Untapped markets, unsatisfied, unmotivated sales staff, loss of time and efficiency… the risks involved in poor sales sectorization are real. To help you avoid them, we have put together some advice from our experts and experts from our client Transgourmet.
“Sales sectorization still relies on empirical techniques that are a long way off proving their worth”, declares Sébastien Connesson, Managing Director of Galigeo. Based on criteria that are subjective and not very transparent, the distribution of sales territories can soon create real tension. “The challenge is to work out a really fair distribution of client portfolios and markets because it is our sellers’ sales figures, and therefore their bonuses, that are at stake. Poor distribution will therefore have significant human and financial consequences”, Sébastien Connesson warns.
In addition to the HR side of things, sales managers must ensure that no territories are untapped or, conversely, saturated by the sales force. And then, they have to factor in how close sales people are to their territory, the distance they have to travel every day to optimize their routes, and even the changes in the markets over the years. It’s a real headache!
The role of rationalizing commercial sectors
Teams at the food wholesaler Transgourmet faced this dilemma for years. “In the past, we divided our sales territories up by prioritizing other criteria over the geographical dimension; the size of client portfolios in terms of sales figures and maintaining existing customer relations were major considerations when it came to re‑distributing sales territories. As a result, we were confronted with situations where several salespeople were working at the same time in the same towns”, recalls Sylvie Toche‑Morel, Sales Force Support and Customer Knowledge Manager at Transgourmet. When new members of the sales team arrived, they didn’t have a clear vision of where their territory was supposed to be.

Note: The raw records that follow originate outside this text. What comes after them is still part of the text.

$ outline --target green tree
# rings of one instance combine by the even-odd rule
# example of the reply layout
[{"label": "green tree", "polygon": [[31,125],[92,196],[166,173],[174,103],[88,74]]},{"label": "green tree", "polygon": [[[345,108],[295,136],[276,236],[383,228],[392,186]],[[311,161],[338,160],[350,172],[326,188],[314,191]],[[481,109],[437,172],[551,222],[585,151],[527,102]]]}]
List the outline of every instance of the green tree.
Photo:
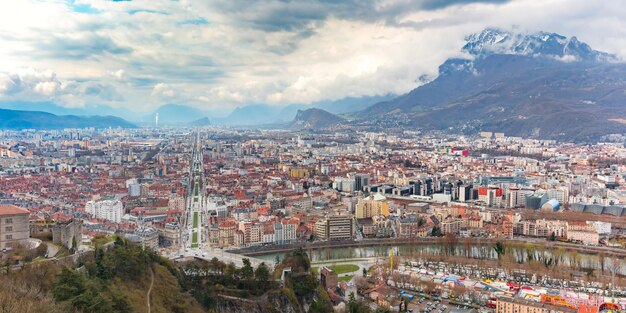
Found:
[{"label": "green tree", "polygon": [[96,263],[96,277],[107,280],[110,277],[109,268],[104,264],[104,250],[102,248],[96,248],[96,256],[94,261]]},{"label": "green tree", "polygon": [[501,241],[496,242],[493,246],[493,250],[498,254],[498,260],[506,253],[506,246]]},{"label": "green tree", "polygon": [[243,267],[241,267],[241,270],[239,271],[241,279],[252,280],[252,278],[254,277],[254,268],[252,267],[252,264],[250,263],[250,259],[244,258],[242,261],[243,261]]},{"label": "green tree", "polygon": [[52,289],[52,295],[57,301],[71,300],[86,290],[84,278],[76,271],[64,267]]},{"label": "green tree", "polygon": [[348,301],[348,311],[350,311],[350,313],[358,313],[358,306],[356,303],[356,298],[354,296],[354,292],[350,293],[349,296],[349,301]]},{"label": "green tree", "polygon": [[228,263],[228,265],[226,265],[226,269],[224,270],[224,280],[227,284],[233,283],[235,281],[235,278],[237,276],[237,268],[235,267],[235,264]]},{"label": "green tree", "polygon": [[367,269],[365,267],[363,268],[363,277],[367,277]]},{"label": "green tree", "polygon": [[100,286],[94,282],[88,282],[85,292],[70,300],[70,303],[78,311],[90,313],[109,313],[113,311],[111,303],[102,296]]},{"label": "green tree", "polygon": [[265,262],[259,264],[256,270],[254,271],[254,278],[259,281],[266,283],[270,280],[270,270],[265,265]]},{"label": "green tree", "polygon": [[115,244],[116,247],[125,246],[126,245],[126,241],[122,237],[116,236],[114,244]]},{"label": "green tree", "polygon": [[550,234],[550,237],[548,238],[548,240],[556,241],[556,233],[554,231],[552,232],[552,234]]},{"label": "green tree", "polygon": [[441,228],[439,227],[439,225],[433,226],[433,230],[431,231],[431,235],[434,236],[434,237],[441,237],[441,236],[443,236],[443,232],[441,231]]}]

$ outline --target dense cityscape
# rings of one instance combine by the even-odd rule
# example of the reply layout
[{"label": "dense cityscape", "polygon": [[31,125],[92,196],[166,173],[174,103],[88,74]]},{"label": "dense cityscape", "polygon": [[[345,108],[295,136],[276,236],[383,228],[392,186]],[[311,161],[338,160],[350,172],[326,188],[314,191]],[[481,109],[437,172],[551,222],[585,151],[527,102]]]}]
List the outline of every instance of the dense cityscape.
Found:
[{"label": "dense cityscape", "polygon": [[238,267],[303,248],[338,310],[350,296],[396,311],[626,304],[623,144],[167,127],[0,143],[16,270],[122,237]]},{"label": "dense cityscape", "polygon": [[626,312],[622,2],[0,1],[0,313]]}]

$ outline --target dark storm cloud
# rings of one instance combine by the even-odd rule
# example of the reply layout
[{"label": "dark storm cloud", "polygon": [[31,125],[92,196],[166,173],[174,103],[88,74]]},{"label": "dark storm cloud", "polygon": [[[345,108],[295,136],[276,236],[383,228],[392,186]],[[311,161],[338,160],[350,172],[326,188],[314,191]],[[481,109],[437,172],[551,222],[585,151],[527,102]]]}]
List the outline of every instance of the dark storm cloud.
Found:
[{"label": "dark storm cloud", "polygon": [[367,22],[383,21],[395,24],[398,17],[417,10],[436,10],[471,3],[505,3],[509,0],[417,0],[386,4],[362,0],[296,1],[230,0],[212,1],[214,12],[227,16],[233,23],[264,31],[314,30],[331,17]]},{"label": "dark storm cloud", "polygon": [[463,5],[463,4],[471,4],[471,3],[494,3],[501,4],[509,2],[510,0],[429,0],[424,1],[423,6],[421,7],[424,10],[436,10],[443,9],[445,7],[449,7],[452,5]]}]

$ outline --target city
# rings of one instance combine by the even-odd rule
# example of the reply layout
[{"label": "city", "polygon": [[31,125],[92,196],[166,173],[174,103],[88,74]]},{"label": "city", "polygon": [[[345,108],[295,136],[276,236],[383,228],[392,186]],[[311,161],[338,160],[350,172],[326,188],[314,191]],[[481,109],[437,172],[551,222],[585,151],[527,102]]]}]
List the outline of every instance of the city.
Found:
[{"label": "city", "polygon": [[622,2],[0,1],[0,313],[626,312]]},{"label": "city", "polygon": [[[237,266],[303,248],[339,306],[350,292],[383,308],[626,303],[623,144],[167,127],[0,142],[15,269],[120,236]],[[24,240],[45,254],[14,254]]]}]

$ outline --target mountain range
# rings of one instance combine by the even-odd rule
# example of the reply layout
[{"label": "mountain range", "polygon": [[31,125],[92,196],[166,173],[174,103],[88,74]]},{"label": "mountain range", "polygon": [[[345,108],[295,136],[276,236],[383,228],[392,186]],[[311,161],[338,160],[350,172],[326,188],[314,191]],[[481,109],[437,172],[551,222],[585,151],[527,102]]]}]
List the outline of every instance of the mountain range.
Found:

With a view to streamlining this process, teams at Transgourmet decided to look to location intelligence for the answers. Their goal was to give their 42 managers a geographical, map‑based decision‑support tool that would allow them to simulate new commercial sectors taking into account client sales figures and number of potential clients per town. “Sales sectorization is crucial in our business. We face fierce competition from specialist players that have a strong sales force. As a result, it is essential that we optimize sales coverage throughout the whole of France with our 345 salespeople so that we remain one of the market leaders”, explains the sales manager.

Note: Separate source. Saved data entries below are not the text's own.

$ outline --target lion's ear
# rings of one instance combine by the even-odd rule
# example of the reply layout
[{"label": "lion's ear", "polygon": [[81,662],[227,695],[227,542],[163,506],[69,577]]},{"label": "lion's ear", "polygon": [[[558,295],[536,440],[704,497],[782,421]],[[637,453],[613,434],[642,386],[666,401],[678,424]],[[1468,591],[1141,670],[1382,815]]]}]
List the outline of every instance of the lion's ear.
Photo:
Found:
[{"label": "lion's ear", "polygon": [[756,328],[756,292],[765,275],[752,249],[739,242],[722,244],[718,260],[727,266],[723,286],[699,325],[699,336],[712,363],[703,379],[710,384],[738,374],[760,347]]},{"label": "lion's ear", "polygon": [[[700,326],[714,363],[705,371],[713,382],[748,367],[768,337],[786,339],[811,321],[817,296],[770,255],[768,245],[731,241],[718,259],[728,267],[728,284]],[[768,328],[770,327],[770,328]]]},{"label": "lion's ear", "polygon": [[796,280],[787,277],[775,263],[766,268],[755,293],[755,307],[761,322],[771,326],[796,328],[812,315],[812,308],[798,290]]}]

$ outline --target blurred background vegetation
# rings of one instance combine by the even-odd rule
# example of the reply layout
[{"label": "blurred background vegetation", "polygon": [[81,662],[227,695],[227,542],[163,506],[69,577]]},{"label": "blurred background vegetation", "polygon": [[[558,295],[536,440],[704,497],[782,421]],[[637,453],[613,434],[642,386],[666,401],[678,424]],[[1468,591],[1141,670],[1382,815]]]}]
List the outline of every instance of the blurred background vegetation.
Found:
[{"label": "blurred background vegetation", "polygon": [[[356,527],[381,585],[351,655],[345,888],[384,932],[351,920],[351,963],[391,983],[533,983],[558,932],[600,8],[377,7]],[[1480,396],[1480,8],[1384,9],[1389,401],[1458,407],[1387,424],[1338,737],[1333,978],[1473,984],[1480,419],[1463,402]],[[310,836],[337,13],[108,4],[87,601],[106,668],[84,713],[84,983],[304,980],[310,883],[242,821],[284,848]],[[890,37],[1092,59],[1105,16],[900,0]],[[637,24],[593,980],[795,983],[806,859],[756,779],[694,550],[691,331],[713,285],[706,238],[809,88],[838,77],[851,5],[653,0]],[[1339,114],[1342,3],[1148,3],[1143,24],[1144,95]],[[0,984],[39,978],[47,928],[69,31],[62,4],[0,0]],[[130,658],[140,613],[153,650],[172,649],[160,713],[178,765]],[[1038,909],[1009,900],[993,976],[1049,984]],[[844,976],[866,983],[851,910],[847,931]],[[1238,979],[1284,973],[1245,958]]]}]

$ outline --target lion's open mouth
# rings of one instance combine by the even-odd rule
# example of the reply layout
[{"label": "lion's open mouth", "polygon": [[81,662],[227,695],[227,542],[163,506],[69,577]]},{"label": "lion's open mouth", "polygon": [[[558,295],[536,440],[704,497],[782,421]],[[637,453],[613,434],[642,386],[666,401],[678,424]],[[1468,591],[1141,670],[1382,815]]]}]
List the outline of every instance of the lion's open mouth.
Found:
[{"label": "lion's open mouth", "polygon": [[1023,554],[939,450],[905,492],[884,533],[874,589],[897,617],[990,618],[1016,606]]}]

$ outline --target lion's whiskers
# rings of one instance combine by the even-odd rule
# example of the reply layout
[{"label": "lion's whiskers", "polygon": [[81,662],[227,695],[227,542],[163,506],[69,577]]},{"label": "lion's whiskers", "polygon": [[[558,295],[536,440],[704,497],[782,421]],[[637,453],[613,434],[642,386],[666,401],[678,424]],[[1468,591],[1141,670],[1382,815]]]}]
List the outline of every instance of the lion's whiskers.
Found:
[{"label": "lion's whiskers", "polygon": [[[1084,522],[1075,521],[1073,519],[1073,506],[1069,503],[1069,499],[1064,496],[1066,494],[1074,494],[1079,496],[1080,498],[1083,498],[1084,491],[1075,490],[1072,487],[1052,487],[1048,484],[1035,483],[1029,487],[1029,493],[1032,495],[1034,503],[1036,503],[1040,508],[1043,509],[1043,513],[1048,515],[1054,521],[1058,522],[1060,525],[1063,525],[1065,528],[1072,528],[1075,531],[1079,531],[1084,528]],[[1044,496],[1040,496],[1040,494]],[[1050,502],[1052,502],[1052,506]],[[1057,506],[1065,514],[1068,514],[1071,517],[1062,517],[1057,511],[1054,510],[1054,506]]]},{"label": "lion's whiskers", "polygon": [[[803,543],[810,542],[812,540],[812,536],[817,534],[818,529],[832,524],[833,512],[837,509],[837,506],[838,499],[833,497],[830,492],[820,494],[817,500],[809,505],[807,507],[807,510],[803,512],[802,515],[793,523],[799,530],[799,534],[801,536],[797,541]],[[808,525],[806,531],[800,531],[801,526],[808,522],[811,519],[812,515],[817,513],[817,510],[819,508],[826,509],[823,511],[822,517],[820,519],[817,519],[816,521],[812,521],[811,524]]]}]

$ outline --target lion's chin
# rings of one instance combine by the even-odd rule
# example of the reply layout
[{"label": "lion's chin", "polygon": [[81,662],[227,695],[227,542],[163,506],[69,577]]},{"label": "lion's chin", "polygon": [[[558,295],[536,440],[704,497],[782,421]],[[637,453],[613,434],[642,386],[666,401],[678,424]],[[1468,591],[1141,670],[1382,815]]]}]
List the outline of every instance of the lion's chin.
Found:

It’s a situation that very many companies face, as Sébastien Connesson recalls: “Let’s take the case of our client Heineken. The distributor had to cover almost 200,000 sales prospect areas with 130 salespeople. How could they be sure of being there for each of these potential customers without maps and rational data? our expert asks.
Beyond the tools
However, Sylvie Toche‑Morel insists that “The tool can’t do everything. We also have to consider a lot of human criteria beyond the objective data provided by the location intelligence application we created with Galigeo”, the expert explains. And so, the special relationship that sales staff build with their existing customers remains a key element to be taken into consideration when dividing sales territories up.
Towards a collaborative sales sectorization
So, what does the future hold? How will sales sectorization develop? “Gradually, organizations are going to have to become more flexible in this area. In the past, they tended to go through the cumbersome task of sectorization every year. Going forward, companies need to engage in a more iterative and collaborative process at all levels of the company”, Sébastien Connesson concludes.